VMware Cloud Community
VTG38
Contributor
Contributor

Issue with vDS (distributed switch) and VM network failover

Dear all,

We are having an issue in configuring properly a vDS in vSphere / vCenter Server 6.5 with regards to network failover in case of network loss for the VM.

Our environment:

  • Two ESXi 6.5 hosts and a shared NAS.
  • Hosts configured in a cluster with HA enabled.
  • There is a vDS that uses two physical NICs (uplinks), one from each of the hosts. Both physical NICs are connected to the same switch. Teaming is configured on this vDS and groupport.
  • The VM is using this groupport.
  • The VM has a static IPv4 address
  • Management network, vMotion network etc. are using other vSwitch and NICs.

The HA feature works properly:

  • If one host is lost, the VM restarts on the other host (and is fully reachable through the network);
  • If network path to NAS is down on one host, the VM restarts on the other host (and is fully reachable through the network);
  • If we manually vMotion the VM from one host to another host, same, it is all good.

What is not working is when the VM is running on one host, and we disconnect the network cable on that host for the particular NIC used in the vDS. What we expect is that the inbound/outbound network traffic will continue to flow transparently (flowing through the NIC of the other host which is part of the vDS). But here, when this happens, we cannot ping anymore the VM, and the VM cannot ping anymore the outside world.

Do you have any idea on how to fix this?

Is vDS the appropriate feature to handle this type of error (we assume that purpose of teaming on a vDS is to have traffic routed somehow from the other NICs still up in the vDS)?

Thank you very much.

Regards.

Tags (1)
0 Kudos
3 Replies
daphnissov
Immortal
Immortal

What is not working is when the VM is running on one host, and we disconnect the network cable on that host for the particular NIC used in the vDS. What we expect is that the inbound/outbound network traffic will continue to flow transparently (flowing through the NIC of the other host which is part of the vDS). But here, when this happens, we cannot ping anymore the VM, and the VM cannot ping anymore the outside world.

Yes, and that's correct behavior. If you have only a single physical NIC from each ESXi functioning as the uplink to the vDS, you don't have two uplinks, you have just one. When you disconnect that vmnic on host A, there is no way for traffic to be routed from host B over to host A to compensate. This isn't how a vDS is supposed to work. If you wish to have this type of protection against single vmnic failures, you must add a second vmnic per host to the vDS and team them.

0 Kudos
VTG38
Contributor
Contributor

Thank you for this quick reply.

We were assuming that may be the VM would be moved to the second host to recover the network eventually (using vMotion network or Mgmt network).

So apparently we need to add more uplinks to the vDS as you mentioned.
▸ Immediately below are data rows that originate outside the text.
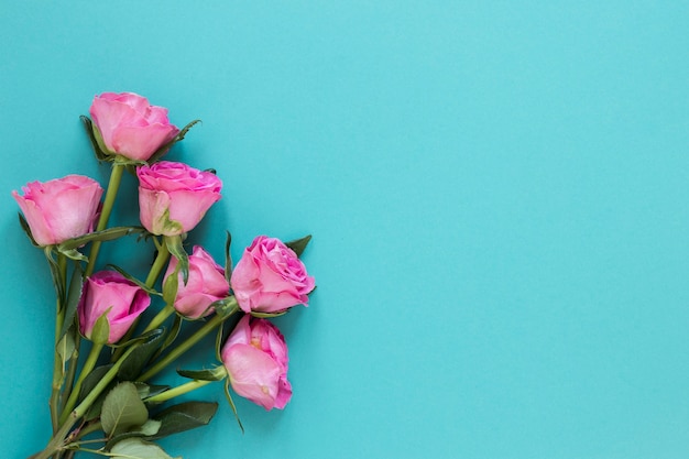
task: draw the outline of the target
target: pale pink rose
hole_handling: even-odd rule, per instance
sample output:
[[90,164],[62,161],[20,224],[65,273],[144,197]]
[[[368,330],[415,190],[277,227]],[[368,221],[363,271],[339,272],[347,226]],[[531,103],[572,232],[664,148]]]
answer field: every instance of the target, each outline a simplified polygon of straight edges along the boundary
[[[103,92],[89,110],[105,149],[134,161],[146,161],[179,130],[167,120],[167,109],[132,92]],[[98,135],[97,135],[98,138]]]
[[[163,285],[177,267],[177,259],[171,258]],[[177,296],[173,306],[177,313],[193,319],[212,313],[208,309],[211,303],[225,298],[230,294],[230,284],[225,277],[225,270],[215,262],[201,247],[195,245],[189,255],[189,277],[186,285],[182,281],[182,273],[177,273]]]
[[79,330],[91,338],[94,326],[108,309],[108,345],[120,340],[136,317],[151,304],[149,294],[116,271],[99,271],[87,277],[77,307]]
[[141,223],[153,234],[190,231],[220,199],[222,182],[210,172],[161,161],[136,168]]
[[308,306],[307,294],[316,285],[296,253],[282,241],[259,236],[232,271],[230,278],[243,312],[276,313]]
[[12,197],[22,209],[39,245],[51,245],[94,230],[102,188],[83,175],[67,175],[45,183],[31,182]]
[[270,411],[292,397],[287,381],[287,345],[266,319],[242,317],[220,353],[234,392]]

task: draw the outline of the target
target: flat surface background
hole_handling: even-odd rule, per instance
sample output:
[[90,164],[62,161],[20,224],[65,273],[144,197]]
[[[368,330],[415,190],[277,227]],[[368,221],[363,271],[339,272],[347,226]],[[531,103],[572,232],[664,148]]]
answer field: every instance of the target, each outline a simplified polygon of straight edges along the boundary
[[190,240],[314,234],[291,404],[238,401],[242,436],[214,386],[171,453],[688,457],[689,3],[97,3],[0,6],[3,457],[47,439],[53,334],[10,192],[105,184],[78,116],[125,90],[204,120]]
This issue is, if all uplinks on the host are down, we will end up with same results (but the probability is much lower...): the VM will remain active, will not be moved to the other host, and the service provided by that VM will be unreachable.

My question then is: how can we automatically move a VM to another host if we lose all VM network links on the former host (apart vMotion and Mgmt networks)?

I was thinking about a component/script from within the VM, monitoring some external IP, and using VMware automation toolkit to report an issue and triggering Proactive HA. Is that one possible solution to this problem (but it requires few development I guess...)?

Do we have other more elegant solutions?

It is nice to have an HA feature restarting the VM when the server is down, but if nothing happens when all VM NICs are down, it answers only partially to the problem...

Best regards

0 Kudos
daphnissov
Immortal
Immortal

My question then is: how can we automatically move a VM to another host if we lose all VM network links on the former host (apart vMotion and Mgmt networks)?

You don't, there isn't a scenario for this as an HA response because the VM itself is accessible. If you're really trying to guard against this, you must provide resiliency for your networking where the VM communicates. Plus, what's the likelihood that all links would be down for all VM traffic-related switches but they would be up for all kernel services? That's a pretty unlikely scenario.

0 Kudos